Feel the beep: This album is played entirely on a PC motherboard speaker

If you’re craving a truly different sound with which to slay the crew this weekend, look no further than System Beeps, a new album by shiru8bit — though you may have to drag your old 486 out of storage to play it. Yes, this album runs in MS-DOS and its music is produced entirely through the PC speaker — you know, the one that can only beep.

Now, chiptunes aren’t anything new. But the more popular ones tend to imitate the sounds found in classic computers and consoles like the Amiga and SNES. It’s just limiting enough to make it fun, and of course many of us have a lot of nostalgia for the music from that period. (The Final Fantasy VI opening theme still gives me chills.)

But fewer among us look back fondly on the days before sample-based digital music, before even decent sound cards let games have meaningful polyphony and such. The days when the only thing your computer could do was beep, and when it did, you were scared.

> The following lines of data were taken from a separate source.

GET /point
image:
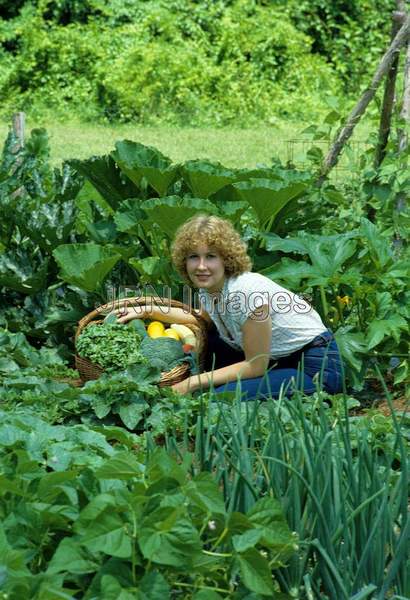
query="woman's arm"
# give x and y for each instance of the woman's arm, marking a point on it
(256, 337)
(167, 314)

Shiru, a programmer and musician who’s been doing “retro” sound since before it was retro, took it upon himself to make some music for this extremely limited audio platform. Originally he was just planning on making a couple of tunes for a game project, but in this interesting breakdown of how he made the music, he explains that it ended up ballooning as he got into the tech.

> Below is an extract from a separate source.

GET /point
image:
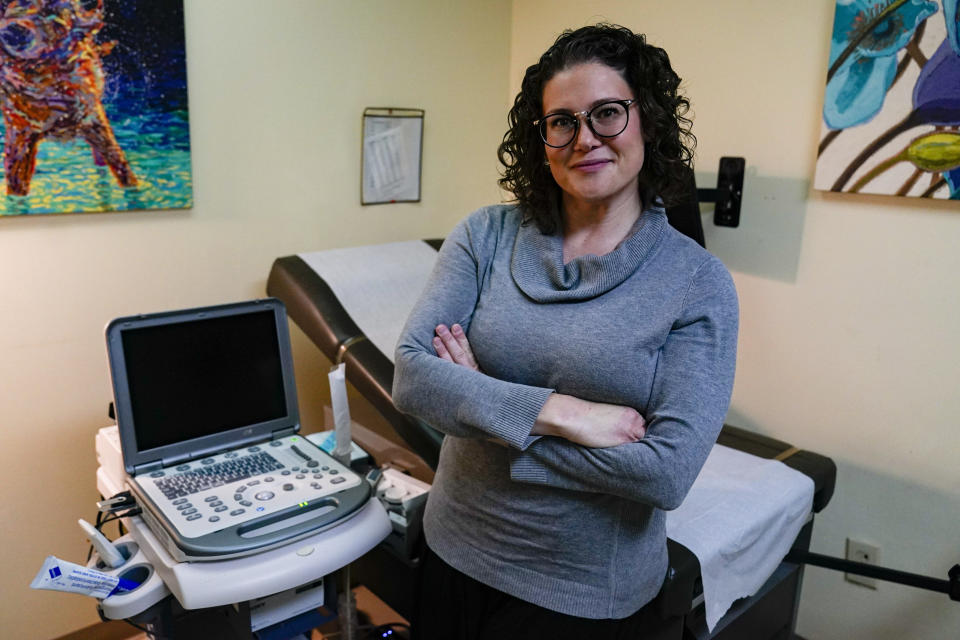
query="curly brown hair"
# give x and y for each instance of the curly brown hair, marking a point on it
(668, 150)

“A few songs became a few dozens, collection of random songs evolved into conceptualized album, plans has been changing, deadlines postponing. It ended up to be almost 1.5 years to finish the project,” he writes (I’ve left his English as I found it, because I like it).

Obviously the speaker can do more than just “beep,” though indeed it was originally meant as the most elementary auditory feedback for early PCs. In fact, the tiny loudspeaker is capable of a range of sounds and can be updated 120 times per second, but in true monophonic style can only produce a single tone at a time between 100 and 2,000 Hz, and that in a square wave.

Inspired by games of the era that employed a variety of tricks to create the illusion of multiple instruments and drums that in fact never actually overlap one another, he produced a whole album of tracks; I think “Pixel Rain” is my favorite, but “Head Step” is pretty dope too.

You can of course listen to it online or as MP3s or whatever, but the entire thing fits into a 42 kilobyte MS-DOS program you can download here. You’ll need an actual DOS machine or emulator to run it, naturally.

How was he able to do this with such limited tools? Again I direct you to his lengthy write-up, where he describes, for instance, how to create the impression of different kinds of drums when the hardware is incapable of the white noise usually used to create them (and if it could, it would be unable to layer it over a tone). It’s a fun read and the music is… well, it’s an acquired taste, but it’s original and weird. And it’s Friday.